A potential factor in the schedule change is a shift in how teams pay players. Until recently, numerous teams didn’t pay players when they were in extended spring training, which meant that teams saved money by keeping players in extended spring.
But now, players are paid whether they are playing in official games or working in spring training or extended spring training—a $185 million settlement of a minimum wage lawsuit in 2022 assured that. So there is no financial advantage for teams to hold extended spring training instead of actual games.
The switch to an earlier season came out of discussions held among farm directors and other team officials last year. There were proposals to turn the Complex Leagues into split-season leagues with longer schedules. That would have enabled players who had spent the spring at MLB team’s spring training complexes playing in non-official extended spring training games to start their seasons much earlier.
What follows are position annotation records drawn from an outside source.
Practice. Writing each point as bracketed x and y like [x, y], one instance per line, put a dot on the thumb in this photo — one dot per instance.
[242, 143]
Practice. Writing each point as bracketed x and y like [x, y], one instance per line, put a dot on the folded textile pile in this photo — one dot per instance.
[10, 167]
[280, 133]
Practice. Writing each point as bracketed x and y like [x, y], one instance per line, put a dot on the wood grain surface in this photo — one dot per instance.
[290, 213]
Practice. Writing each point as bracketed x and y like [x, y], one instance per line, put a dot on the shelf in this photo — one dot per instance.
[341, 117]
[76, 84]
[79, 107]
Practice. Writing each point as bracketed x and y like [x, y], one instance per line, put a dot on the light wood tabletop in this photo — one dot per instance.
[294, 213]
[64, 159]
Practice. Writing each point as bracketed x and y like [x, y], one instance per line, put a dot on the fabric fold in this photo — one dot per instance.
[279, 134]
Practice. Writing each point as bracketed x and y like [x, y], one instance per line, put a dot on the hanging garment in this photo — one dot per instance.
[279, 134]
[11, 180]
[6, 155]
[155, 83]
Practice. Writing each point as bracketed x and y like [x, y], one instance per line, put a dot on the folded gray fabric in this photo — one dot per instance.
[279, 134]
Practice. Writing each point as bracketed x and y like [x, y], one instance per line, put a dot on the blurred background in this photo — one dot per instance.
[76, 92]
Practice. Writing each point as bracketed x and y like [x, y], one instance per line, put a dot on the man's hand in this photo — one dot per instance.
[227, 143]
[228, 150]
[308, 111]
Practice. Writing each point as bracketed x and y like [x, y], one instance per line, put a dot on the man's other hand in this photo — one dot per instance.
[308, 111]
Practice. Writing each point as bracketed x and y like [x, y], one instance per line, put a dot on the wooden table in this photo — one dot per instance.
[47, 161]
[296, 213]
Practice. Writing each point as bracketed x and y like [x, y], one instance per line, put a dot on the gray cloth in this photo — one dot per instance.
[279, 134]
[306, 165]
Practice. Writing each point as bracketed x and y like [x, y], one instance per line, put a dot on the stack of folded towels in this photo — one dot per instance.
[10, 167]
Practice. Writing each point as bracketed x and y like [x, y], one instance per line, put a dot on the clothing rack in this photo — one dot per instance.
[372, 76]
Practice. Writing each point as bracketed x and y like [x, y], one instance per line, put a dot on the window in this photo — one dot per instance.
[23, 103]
Then the draftees would arrive to play in official games after the draft wrapped up. Both sides of the split season would have likely been shorter than full-season leagues, helping to allay concerns about filling the innings with draftee pitchers.
A relatively arcane rule derailed that proposal. Teams can get a fourth option for a major league player who has used all three options, provided the player has fewer than five seasons in the major and minor leagues at the point where the player runs out of options. A season in the complex leagues does not currently meet the “90 days requirement” in Rule 7(c) of the Major League Rules to count as a season. However, if the Complex League season were extended further, it would fulfill that requirement, and some players who may now receive a fourth option might not meet the requirements.
Now instead, there’s another arcane rule that could be affected by this change. Under MLB Major League Rules 5 (c), if a player signs a contract and is assigned to a team whose championship season is already complete, that season does not count toward Rule 5 draft status. This year’s MLB Draft signing date is slated to be Aug. 1.
Technically, any player who signed after July 25 who was assigned directly to the Complex Leagues (and didn’t get promoted to Class A during the season) would not accrue an official year for Rule 5 purposes until 2025. That would mean that a college signee would not have to be added to the 40-man roster to be protected from the Rule 5 draft until after the 2028 season was complete instead of after the 2027 season. Similarly, a high school draftee who signs before his 19th birthday would become eligible in 2029 instead of 2028.
But MLB plans to close that loophole by requiring players who sign after July 25 to be assigned initially to a full-season club and not allowing them to be assigned to a team whose season is over.